The servants disappeared from the house, leaving Grace on her own, abandoned; her faith is restored when three workers turn up on the doorstep, in response to her newspaper advertisement, for servants. Mrs. Mills, Lydia and Mr. Tuttle, join the residence.
Anne and Nicholas are constantly aware of 'the others' whom they share the house with, seeing apparitions and hearing voices. Grace refuses to believe them, but gradually succumbs to the concept; they are not alone in the house.
Frightened and helpless, Grace enlists the help of God and prayer to help them through, but nothing can help themů
In less than full possession of her senses, Grace's grasp of reality becomes more twisted and distorted, isolating herself from her frightened children.

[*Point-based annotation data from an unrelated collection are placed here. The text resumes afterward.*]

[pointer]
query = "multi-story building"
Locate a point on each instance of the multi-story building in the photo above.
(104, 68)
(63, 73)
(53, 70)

The Others, moves from scene to scene, delicately lit with the flicker of a candle, littered with the presence of icy Grace, gliding through the house in search of the intruders. Brimming with classic haunted house anecdotes, and spooky woods, engulfing the house, it fails to provide any new scenarios. That's not to dismiss the quality of the movie, as the lack of originality is compensated by strong characters, each with their own eerie agenda.
For seat-jumping-moment lovers and thrill-seeking fanatics, The Others will test your patience, with an intolerable tedious build up to the 'grande finally'.
The movie barely possess' enough intermitant, frightening moments to hold your interest, long enough to reach the ever-anticipated, amazing twist and exellent ending. But, quite frankly, five fantastic minutes, make up for nothing!